Echaba de menos a Zoé. Los fines de semana con Zoé. Los largos conciliábulos entre Zoé y Alexandre, cuando él les vigilaba con el rabillo del ojo. Alexandre no preguntaba por su prima, pero podía ver en su mirada triste del viernes por la tarde que la echaba de menos. Volvería. Estaba seguro. Habían ido demasiado lejos besándose la noche de Nochebuena. Todavía quedaban demasiadas cosas sin resolver entre ellos. Y estaba Iris… Pensó en su última velada en París. Iris había salido de la clínica. Habían cenado «en casa». ¿Podríamos hacer una cenita, los tres juntos? ¡Ir al restaurante era una pesadez! Ella había cocinado. No había quedado muy bien, pero había hecho un esfuerzo.

Dejó el libro. Cogió otro. El teatro de Sacha Guitry. Cerró los ojos y se dijo, lo abro al azar y medito la frase que me encuentre. Se concentró, abrió el libro, y sus ojos cayeron sobre esta afirmación: «Es posible lograr que la gente que os ama baje los ojos, pero no se puede obligar a bajar los ojos a la gente que os desea».

No bajaré los ojos. Esperaré, pero no renunciaré.

La única mujer cuya presencia soportaba era Dottie. Se habían vuelto a ver, por azar, una noche en una recepción en la New Tate.

– ¿Qué hace usted aquí? -había preguntado al verla.

Ya no recordaba su nombre.

– Dottie. ¿Lo recuerda? Me regaló usted un reloj, un hermoso reloj que todavía llevo, por cierto…

Había levantado la muñeca y le había enseñado el reloj Cartier.

– Vale una pasta, ¿no? Siempre tengo miedo de perderlo. No le quito ojo…

– Eso está muy bien: es un reloj, ¡sirve para eso!

Ella se había echado a reír, abriendo mucho la boca, dejando a la vista tres empastes en mal estado.

– ¿Qué hace usted aquí, Dottie? -había repetido él con cierto aire de superioridad, como si ella no estuviese en su lugar.

Enseguida se arrepintió de su tono arrogante y se mordió la lengua.

Ella había respondido, dolida:

– ¿Por qué? ¿Acaso no tengo derecho a que me interese el arte? ¿No soy lo bastante inteligente, lo bastante chic, lo bastante…?

– ¡Tocado!-había reconocido Philippe-. Soy un imbécil, un pretencioso y…

– Un esnob.

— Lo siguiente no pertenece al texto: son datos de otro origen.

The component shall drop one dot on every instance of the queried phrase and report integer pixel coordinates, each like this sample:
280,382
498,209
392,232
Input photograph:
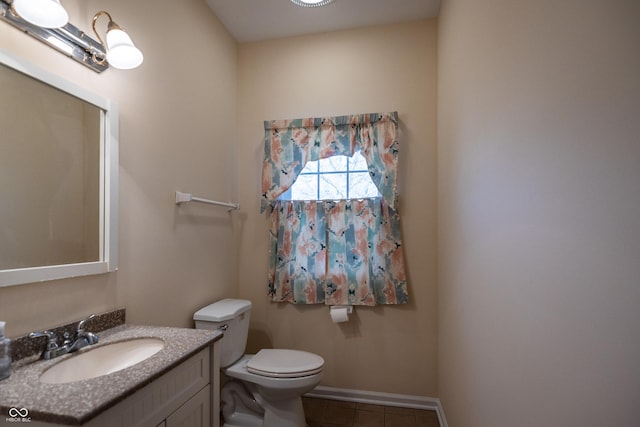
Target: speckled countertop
77,402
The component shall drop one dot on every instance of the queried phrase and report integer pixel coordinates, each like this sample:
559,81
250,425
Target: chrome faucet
81,339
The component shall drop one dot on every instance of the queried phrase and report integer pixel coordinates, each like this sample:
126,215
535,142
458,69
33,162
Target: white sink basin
102,360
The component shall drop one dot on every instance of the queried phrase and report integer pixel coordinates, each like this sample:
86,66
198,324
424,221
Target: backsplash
24,346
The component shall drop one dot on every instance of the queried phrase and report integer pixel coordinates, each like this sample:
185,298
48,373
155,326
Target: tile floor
333,413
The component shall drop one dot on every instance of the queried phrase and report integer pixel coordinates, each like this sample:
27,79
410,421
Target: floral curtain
345,252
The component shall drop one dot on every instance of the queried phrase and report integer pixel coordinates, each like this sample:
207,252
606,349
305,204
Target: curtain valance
290,144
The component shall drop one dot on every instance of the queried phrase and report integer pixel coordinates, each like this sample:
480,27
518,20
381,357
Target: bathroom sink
102,360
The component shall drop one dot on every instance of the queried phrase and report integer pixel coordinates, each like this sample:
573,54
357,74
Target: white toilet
265,389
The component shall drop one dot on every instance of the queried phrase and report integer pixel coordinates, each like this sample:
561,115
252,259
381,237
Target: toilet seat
280,363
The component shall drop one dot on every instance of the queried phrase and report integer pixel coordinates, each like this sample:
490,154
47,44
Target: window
337,177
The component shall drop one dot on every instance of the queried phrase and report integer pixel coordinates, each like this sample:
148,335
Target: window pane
361,186
305,188
310,167
333,186
333,164
357,162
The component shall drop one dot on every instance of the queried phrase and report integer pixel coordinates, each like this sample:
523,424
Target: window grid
348,171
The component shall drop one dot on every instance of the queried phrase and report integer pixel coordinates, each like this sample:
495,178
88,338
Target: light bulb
43,13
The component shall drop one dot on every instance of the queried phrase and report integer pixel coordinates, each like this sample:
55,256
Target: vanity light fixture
43,13
121,52
311,3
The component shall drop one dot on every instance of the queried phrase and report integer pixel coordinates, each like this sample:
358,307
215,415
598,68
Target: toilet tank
230,316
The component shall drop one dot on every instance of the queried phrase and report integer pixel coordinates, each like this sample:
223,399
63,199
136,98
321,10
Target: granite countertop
77,402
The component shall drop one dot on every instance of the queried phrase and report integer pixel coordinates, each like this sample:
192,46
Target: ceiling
255,20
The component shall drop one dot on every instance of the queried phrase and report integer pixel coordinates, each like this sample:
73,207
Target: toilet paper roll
339,314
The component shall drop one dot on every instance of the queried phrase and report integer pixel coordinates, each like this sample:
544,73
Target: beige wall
177,132
539,208
387,348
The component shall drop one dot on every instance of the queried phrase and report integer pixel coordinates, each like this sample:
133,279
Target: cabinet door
194,413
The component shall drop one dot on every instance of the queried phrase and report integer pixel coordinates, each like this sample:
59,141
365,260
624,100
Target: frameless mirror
58,177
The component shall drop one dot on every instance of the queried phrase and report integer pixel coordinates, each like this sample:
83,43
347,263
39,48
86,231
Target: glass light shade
121,53
43,13
311,3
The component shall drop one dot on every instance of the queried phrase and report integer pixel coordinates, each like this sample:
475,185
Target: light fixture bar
69,40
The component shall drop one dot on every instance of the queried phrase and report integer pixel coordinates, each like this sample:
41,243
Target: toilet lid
277,363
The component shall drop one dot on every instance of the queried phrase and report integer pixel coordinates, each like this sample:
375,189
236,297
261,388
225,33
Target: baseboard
377,398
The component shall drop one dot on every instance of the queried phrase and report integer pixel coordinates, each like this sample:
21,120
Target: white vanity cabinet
185,396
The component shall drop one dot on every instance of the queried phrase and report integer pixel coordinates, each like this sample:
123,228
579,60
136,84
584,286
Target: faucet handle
82,322
52,342
49,334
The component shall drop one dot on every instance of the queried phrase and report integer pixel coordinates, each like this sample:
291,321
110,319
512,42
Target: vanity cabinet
185,396
181,397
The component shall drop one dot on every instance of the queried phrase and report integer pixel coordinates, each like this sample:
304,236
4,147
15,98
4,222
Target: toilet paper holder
340,313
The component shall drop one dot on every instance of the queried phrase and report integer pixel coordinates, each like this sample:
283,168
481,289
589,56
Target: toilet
261,390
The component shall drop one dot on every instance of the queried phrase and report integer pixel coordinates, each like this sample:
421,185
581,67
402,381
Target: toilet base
243,420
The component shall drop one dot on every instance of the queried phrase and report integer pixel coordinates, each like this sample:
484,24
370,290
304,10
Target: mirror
58,177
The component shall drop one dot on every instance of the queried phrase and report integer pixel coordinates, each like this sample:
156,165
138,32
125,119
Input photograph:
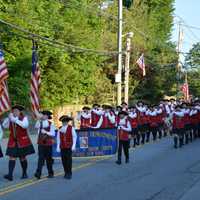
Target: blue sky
189,10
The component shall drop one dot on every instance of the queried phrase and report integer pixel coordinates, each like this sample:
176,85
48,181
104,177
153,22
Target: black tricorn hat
124,103
18,107
106,106
96,104
48,113
178,106
122,113
86,108
65,118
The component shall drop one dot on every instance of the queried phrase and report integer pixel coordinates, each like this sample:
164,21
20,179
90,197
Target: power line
68,46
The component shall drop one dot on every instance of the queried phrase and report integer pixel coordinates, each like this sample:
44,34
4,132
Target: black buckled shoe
37,175
118,162
68,176
24,176
8,177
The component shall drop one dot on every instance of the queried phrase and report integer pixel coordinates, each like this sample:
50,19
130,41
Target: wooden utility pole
118,78
179,46
127,62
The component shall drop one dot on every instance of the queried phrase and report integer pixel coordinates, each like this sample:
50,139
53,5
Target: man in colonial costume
46,132
66,143
124,134
19,143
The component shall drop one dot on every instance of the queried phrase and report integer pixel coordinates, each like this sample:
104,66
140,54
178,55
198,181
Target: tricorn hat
65,118
48,113
18,107
86,108
122,113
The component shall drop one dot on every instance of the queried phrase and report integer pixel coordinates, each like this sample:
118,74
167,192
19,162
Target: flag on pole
185,90
4,96
141,64
35,82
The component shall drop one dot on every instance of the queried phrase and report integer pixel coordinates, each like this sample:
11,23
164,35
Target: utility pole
127,62
179,46
118,78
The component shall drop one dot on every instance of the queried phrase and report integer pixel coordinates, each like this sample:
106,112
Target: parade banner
93,142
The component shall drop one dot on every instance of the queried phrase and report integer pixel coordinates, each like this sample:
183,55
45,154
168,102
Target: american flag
4,97
35,83
141,64
185,90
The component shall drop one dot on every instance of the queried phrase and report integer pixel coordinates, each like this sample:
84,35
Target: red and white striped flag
35,83
141,64
4,96
185,90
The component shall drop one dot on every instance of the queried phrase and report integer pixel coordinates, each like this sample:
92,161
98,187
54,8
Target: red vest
142,118
85,122
66,139
106,122
134,122
123,135
94,119
44,139
178,122
194,119
154,120
18,135
186,119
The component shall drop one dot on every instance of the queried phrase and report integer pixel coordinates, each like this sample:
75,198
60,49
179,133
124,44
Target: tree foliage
78,77
193,67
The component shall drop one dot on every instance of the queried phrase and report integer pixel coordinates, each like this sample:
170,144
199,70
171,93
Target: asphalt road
156,172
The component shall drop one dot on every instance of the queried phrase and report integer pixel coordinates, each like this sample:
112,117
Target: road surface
156,172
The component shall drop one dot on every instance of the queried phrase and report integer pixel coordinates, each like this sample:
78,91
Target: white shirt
1,132
23,123
45,124
179,113
63,130
122,125
132,115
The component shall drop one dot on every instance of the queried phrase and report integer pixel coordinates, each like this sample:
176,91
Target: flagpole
127,62
119,73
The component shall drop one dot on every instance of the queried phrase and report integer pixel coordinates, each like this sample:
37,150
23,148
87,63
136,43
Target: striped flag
141,64
35,83
4,96
185,90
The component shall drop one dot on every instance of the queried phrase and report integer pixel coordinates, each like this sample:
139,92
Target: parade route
156,171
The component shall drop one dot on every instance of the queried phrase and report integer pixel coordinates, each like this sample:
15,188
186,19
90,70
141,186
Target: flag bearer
66,143
124,133
178,126
19,143
85,118
46,132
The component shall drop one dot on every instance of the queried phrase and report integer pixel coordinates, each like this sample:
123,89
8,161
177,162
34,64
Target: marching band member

Idiota. Arrogante. Frío.

– ¡No siga! Voy a sonrojarme…

– Lo he entendido. Soy una pobre contable tonta del culo, que no PUEDE interesarse por el arte. Simplemente una chica con la que se folla y a la que no se vuelve a ver.

El había adoptado una expresión tan contrita que ella se había echado a reír de nuevo.

– De hecho, tiene usted razón. Todo esto me parece tonto y absurdo, pero me ha traído una amiga… Me estoy aburriendo, ¡no se puede imaginar cuánto! No entiendo nada de arte moderno. ¡Me quedé en Turner y ni eso! ¿Vamos a tomar una cerveza?